Error probability of ordering based RO-PUFs are analyzed in Chapter 6. In the first section, group length analysis is performed, symbol error and bit error probabilities are presented, and worst case bit errors based on group sizes are analyzed. Then, area usage vs. robustness in ordering based RO-PUFs is analyzed. Finally, ECC are introduced and implementation results of the BCH codes for various output lengths and error correction capabilities are presented.

CRP enhancement methods for ordering based RO-PUFs are presented in Chapter 7. Initially, CRP properties and importance of large number of CRPs are discussed. Then,  $f_{thp}$  selection and RO selection methods, which provide CRP support to ordering based RO-PUFs, are introduced. These methods are compared in terms of CRP quality and number, area consumption, and timing efficiency.

Chapter 8 focuses on the effects of aging on the performance and behavior changes of ordering based RO-PUFs. Aging mechanisms are presented and the effects of aging on RO-PUFs are investigated through an AAT applied in FPGA environment. Finally, a compensation mechanism to maintain the reliability of ordering based RO-PUFs for many years of operation is proposed.

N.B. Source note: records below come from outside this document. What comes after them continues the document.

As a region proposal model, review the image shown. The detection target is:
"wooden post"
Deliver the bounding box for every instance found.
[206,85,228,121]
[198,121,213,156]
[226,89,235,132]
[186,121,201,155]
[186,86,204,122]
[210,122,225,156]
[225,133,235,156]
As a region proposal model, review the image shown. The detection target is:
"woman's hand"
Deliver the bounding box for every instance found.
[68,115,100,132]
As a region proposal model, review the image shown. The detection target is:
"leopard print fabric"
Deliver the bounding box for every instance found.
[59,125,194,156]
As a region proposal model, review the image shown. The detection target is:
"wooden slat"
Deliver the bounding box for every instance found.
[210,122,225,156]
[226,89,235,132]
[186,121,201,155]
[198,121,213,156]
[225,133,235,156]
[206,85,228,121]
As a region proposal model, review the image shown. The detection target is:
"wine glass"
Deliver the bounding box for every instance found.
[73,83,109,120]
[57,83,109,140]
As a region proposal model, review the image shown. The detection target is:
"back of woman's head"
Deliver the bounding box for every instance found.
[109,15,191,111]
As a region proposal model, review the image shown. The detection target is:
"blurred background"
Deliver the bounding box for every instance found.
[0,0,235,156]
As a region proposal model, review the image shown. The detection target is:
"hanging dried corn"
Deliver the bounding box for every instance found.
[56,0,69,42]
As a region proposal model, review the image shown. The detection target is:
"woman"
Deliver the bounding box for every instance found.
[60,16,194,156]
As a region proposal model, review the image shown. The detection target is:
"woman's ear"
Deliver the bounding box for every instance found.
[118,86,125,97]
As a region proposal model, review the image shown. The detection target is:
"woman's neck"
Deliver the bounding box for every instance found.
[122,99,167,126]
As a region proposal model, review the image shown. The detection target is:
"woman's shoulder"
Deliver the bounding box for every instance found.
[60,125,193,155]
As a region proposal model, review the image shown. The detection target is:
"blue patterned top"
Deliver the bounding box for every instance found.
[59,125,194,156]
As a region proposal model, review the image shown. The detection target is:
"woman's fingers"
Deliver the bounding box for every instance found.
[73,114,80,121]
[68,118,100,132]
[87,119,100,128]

With the progress achieved in this thesis, designers will be able to calculate the optimum number of stages of ROs and measurement time theoretically depending on the system requirements and will achieve building high performance RO-PUF structures. Applications requiring 100% robustness, such as key generators, will be able utilize area, time, and power effective PUFs without the need of implementing ECCs. RO-PUFs will be able to utilized by authentication applications with the added high number of CRP support. Degrading the effect of aging on ordering based RO-PUFs will not threaten the functionality of the system. However, the proposed structures and methods are verified using limited type of FPGAs and are not implemented on

ASICs yet. In addition to these, the effects of shrinking of the device sizes with developing technology on RO-PUFs are not investigated as well. Thus, the thesis can be considered as a basis for future studies on RO-PUFs. Future works are planned as

- (i) Investigating the effects of different place&route strategies of ROs within slices of the FPGA on RO-PUFs,
- (ii) Investigating the effects of different RO topologies on RO-PUFs using ASICs,
- (iii) Developing and analyzing aging resistant RO topologies using ASICs for long lifetime RO-PUFs,
- (iv) Investigating the effects of shrinking of the device sizes with developing technology on RO-PUFs.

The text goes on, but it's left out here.